Trash - Andy Mulligan [43]
I made one little change, which Gardo laughed at me for – but wasn’t I the hero in the end? I have never liked being nailed up inside a house, and I did it for Raphael too, who still wasn’t sleeping good: I got an old tyre lever, and loosened part of the roof. Emergency exit, just in case – because we knew things were getting hotter and hotter. We knew this was real, scary heat, all around us – even in the weather there was a wind, and the freak typhoon hovering over the sea, and we all felt something big was coming. There was no way back from it now, and for the boys it meant they couldn’t even see their people again – I heard them whispering and wondering, and Raphael cried at night for his auntie and his cousins.

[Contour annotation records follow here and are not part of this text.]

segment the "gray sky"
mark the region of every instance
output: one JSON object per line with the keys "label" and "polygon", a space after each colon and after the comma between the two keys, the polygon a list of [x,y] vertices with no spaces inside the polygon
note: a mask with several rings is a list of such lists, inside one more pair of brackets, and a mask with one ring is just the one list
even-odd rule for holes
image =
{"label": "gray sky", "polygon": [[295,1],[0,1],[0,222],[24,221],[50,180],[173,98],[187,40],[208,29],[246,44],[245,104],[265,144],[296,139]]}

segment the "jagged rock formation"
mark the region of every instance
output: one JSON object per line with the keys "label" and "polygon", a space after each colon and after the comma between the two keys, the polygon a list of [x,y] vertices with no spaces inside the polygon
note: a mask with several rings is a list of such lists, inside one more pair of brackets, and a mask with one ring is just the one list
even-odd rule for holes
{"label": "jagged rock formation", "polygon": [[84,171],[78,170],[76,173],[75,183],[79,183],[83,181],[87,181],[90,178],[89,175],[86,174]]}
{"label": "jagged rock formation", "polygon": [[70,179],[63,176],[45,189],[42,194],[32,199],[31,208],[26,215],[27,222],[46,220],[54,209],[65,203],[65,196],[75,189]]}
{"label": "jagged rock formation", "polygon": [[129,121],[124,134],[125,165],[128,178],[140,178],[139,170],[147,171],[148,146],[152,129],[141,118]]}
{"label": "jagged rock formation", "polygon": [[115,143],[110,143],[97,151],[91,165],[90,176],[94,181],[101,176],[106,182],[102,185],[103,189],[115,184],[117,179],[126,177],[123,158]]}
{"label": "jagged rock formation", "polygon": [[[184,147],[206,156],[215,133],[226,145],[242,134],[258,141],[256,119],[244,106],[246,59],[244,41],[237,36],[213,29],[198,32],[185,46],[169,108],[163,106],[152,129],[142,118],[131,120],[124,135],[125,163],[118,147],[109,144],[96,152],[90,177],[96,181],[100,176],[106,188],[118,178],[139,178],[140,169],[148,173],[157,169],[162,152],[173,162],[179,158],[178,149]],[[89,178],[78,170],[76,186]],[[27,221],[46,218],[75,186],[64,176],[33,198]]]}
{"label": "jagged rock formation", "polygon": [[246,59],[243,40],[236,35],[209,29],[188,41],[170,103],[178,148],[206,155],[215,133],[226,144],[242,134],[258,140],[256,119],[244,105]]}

They could never go back to the dumpsite: they had lost their homes, I guess.
We knew most of all that everything depended on that damn Bible, and the little bit of paper we had, with the lines of numbers. We had to get that Bible, and set those two things together.
So Gardo risked it, and one day borrowed my dirty clothes and walked all the way to Colva Prison.
He sat and sat, working out where the guards came out, and he spent another two days watching the different shifts, pretending to be deaf and dumb. When he spotted the guard he was looking for, he followed him.
He followed him away from the prison, then he let the guard see him and followed some more. The guard – Marco – he just kept going and going, then found some little tea-house in the Chinese quarter. Just the two of them. That was so brave of Gardo, because we’d all worked out how the guard must know there was a price on Gardo’s head. We’d gone over it and over it: the prison must have got wise to his connection to the dump, and talked to the police. They would have given anything to know what the old man and he had talked about.
The big question, therefore, was if we could trust Marco.
When Gardo came back, he told us bad news.
‘The man wants twenty,’ he said.
He meant twenty thousand, of course. That was the price of the Bible.
Raphael cursed and said: ‘You sure he’s got it? You sure he’ll give it?’
Gardo thought he had, but what was dangerous was whether he’d really hand it over. He could so easily take a bit of money, say half – and then hand us in. How big a reward would they be offering for news of Gardo? The one thing none of us talked about was what would happen to us if we got arrested. We all knew that if we got taken again, we’d never get out, we’d be dead. I was getting nightmares too by this stage, waking up crying, all three of us like little boys.
But we stuck together like a gang.
‘You think he’ll give it?’ said Raphael for the hundredth time. ‘Even if we get that kind of money – you think it’s safe?’
Gardo shrugged. ‘We either forget it,’ he said, ‘and live here for ever. Or we give it a go.’
Twenty thousand pesos, though, and I had a little under two. My going-home money, squandering it on sitting around. Like I said, we all knew we were near something huge, but the thing we were near had fences all around it. Raphael read papers to me, and every day there was an update on the Zapanta robbery, with more little hints about how it happened. Police following leads and hoping to arrest someone soon. The fat man saying nothing, but the old scandal of what he did or didn’t steal himself was being raked over again, and his big face looking dirty and not smiling any more. The stories would finish the same way every time: Nothing ever proved against him. Gardo told us again and again what the old man in prison had said, and we all knew who we believed.